23 Kwi 2013, Wto 10:25, PID: 348046
Joanna95 napisał(a):To dobrze, bo absolutnie nie miałam tego na celunola napisał(a):Nie traktuj tego stwierdzenia personalnie Miałam na myśli społeczeństwo ogólnie.Po prostu myślę, że bez względu na to, jakie dzieciństwo miały osoby, które się nad kimś znęcają (psychicznie czy fizycznie), powinny zostać pociągnięte do odpowiedzialności.

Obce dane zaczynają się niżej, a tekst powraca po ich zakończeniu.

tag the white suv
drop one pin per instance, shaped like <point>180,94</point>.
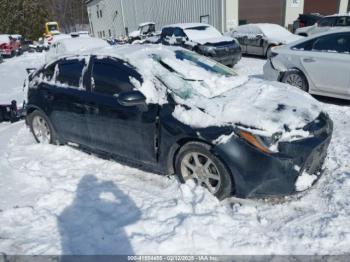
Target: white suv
<point>325,24</point>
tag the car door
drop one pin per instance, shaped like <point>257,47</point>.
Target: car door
<point>66,94</point>
<point>328,63</point>
<point>129,132</point>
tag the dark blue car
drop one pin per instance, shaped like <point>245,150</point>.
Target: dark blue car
<point>171,111</point>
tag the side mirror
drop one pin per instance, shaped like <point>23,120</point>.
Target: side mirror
<point>132,98</point>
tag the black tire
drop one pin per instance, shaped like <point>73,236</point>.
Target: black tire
<point>53,136</point>
<point>296,78</point>
<point>268,51</point>
<point>225,187</point>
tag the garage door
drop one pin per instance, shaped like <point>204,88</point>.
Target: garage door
<point>324,7</point>
<point>257,11</point>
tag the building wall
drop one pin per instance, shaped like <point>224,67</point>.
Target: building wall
<point>118,14</point>
<point>293,9</point>
<point>232,7</point>
<point>343,6</point>
<point>258,11</point>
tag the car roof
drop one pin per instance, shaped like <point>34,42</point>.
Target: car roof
<point>332,31</point>
<point>185,26</point>
<point>338,15</point>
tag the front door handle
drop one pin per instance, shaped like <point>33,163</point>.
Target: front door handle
<point>309,60</point>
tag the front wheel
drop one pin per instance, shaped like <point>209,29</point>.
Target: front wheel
<point>296,78</point>
<point>195,162</point>
<point>41,128</point>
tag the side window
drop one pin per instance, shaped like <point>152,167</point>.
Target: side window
<point>328,21</point>
<point>343,21</point>
<point>70,72</point>
<point>112,77</point>
<point>178,32</point>
<point>339,43</point>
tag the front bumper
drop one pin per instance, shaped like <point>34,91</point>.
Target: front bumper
<point>259,175</point>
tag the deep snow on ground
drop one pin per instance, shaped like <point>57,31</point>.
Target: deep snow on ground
<point>56,200</point>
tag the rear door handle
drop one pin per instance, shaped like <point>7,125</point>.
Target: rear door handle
<point>309,60</point>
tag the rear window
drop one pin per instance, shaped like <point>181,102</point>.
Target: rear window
<point>70,72</point>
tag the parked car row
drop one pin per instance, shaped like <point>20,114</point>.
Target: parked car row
<point>319,64</point>
<point>171,111</point>
<point>176,109</point>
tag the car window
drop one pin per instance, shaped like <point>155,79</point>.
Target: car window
<point>49,72</point>
<point>343,21</point>
<point>328,21</point>
<point>167,32</point>
<point>339,43</point>
<point>112,77</point>
<point>306,46</point>
<point>70,72</point>
<point>178,32</point>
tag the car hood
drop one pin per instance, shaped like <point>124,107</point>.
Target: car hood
<point>215,40</point>
<point>134,34</point>
<point>265,107</point>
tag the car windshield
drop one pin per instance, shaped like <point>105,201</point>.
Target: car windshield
<point>188,74</point>
<point>202,32</point>
<point>274,31</point>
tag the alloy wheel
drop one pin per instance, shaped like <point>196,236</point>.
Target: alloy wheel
<point>202,170</point>
<point>295,80</point>
<point>41,130</point>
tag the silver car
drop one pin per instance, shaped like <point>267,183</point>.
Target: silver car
<point>325,24</point>
<point>319,64</point>
<point>259,39</point>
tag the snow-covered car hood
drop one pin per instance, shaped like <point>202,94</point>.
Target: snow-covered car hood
<point>269,107</point>
<point>213,40</point>
<point>134,33</point>
<point>207,99</point>
<point>286,40</point>
<point>304,29</point>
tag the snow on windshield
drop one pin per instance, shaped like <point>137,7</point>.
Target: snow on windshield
<point>202,32</point>
<point>4,39</point>
<point>210,96</point>
<point>274,31</point>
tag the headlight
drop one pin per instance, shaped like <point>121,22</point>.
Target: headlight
<point>264,144</point>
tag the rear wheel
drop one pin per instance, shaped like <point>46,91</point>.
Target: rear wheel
<point>296,78</point>
<point>195,162</point>
<point>42,129</point>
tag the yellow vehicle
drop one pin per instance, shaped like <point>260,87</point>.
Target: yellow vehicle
<point>51,28</point>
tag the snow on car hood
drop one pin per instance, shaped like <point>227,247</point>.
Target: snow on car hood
<point>213,40</point>
<point>135,33</point>
<point>208,99</point>
<point>270,107</point>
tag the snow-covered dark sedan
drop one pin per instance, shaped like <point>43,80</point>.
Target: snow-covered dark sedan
<point>171,111</point>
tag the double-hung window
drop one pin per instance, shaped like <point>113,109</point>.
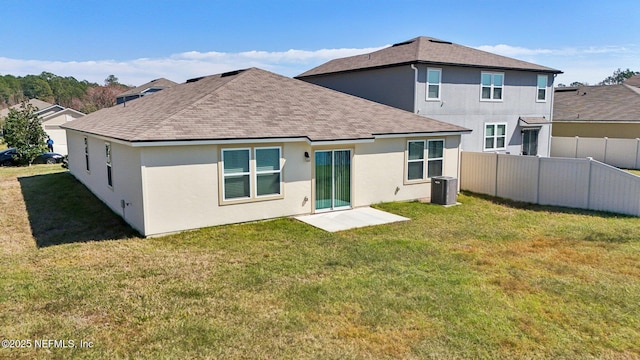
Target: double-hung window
<point>425,159</point>
<point>491,85</point>
<point>542,88</point>
<point>86,153</point>
<point>433,83</point>
<point>107,148</point>
<point>495,136</point>
<point>251,173</point>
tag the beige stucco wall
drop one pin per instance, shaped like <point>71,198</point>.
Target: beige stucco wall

Spoko jak coś nie zdenerwowałaś mnie tym czy nie zasmuciłaś itp. po prostu musiałam (bo chciałam) wyjaśnić jak ja na to patrzę
Cytat:O ja również się z tym zgadzam, stanowczość moim zdaniem jest potrzebna ale nie wiem czy człowiek powinien karać człowieka bo zdaje mi się że człowiek który robi źle sam dostaje kare i to jest zawsze nawet jeśli ludzie tego nie dostrzegają.Wiesz, to już nie chodzi nawet o samo karanie, choć ja uważam, że jeśli ktoś zasłużył na karę, to powinien ją otrzymać. Ważniejsze w tym wszystkim jest jednak bezpieczeństwo / poczucie bezpieczeństwa. Kolejny przykład z życia wzięty, a konkretnie z gimnazjum, do ktorego miałam wątpliwą przyjemność chodzić Chłopak zostaje tak ciężko pobity, że ląduje w szpitalu. Nie wiadomo, czy przeżyje. Tak na marginesie - syn nauczycielki. Cudem udaje mu się przeżyć. Co robi dyrekcja? Absolutnie nic. A przepraszam, wysyła sprawców do pedagoga. Dla mnie to jest jakiś absurd. Do pedagoga można wysłać za podłożenie nogi koledze czy koleżance, a nie za pobicie, które mogło skończyć się czyjąś śmiercią. Co czuli rodzicie dzieci uczęszczających do tej szkoły? Z jaką świadomością uczniowie tam przychodzili? A no z taką, że ktoś może cię zabić, bo nikt nie dba o to, co się dzieje. Pani dyrektor skutecznie tuszowała wszelkie zajścia. Myślę, że niewiele obchodziło ją bezpieczeństwo uczniów. Pamiętam nawet jak na jakimś apelu wyróżniła jednego z członków "bandy" za to, jaki jest wspaniały i koleżeński Sama bałam się o bezpieczeństwo kogoś z mojej rodziny, bo słyszałam różne groźby. To nie jest normalne, że na przykład trzeba nosić przy sobie gaz, bo nie wiadomo, co znów wydarzy się w szkole.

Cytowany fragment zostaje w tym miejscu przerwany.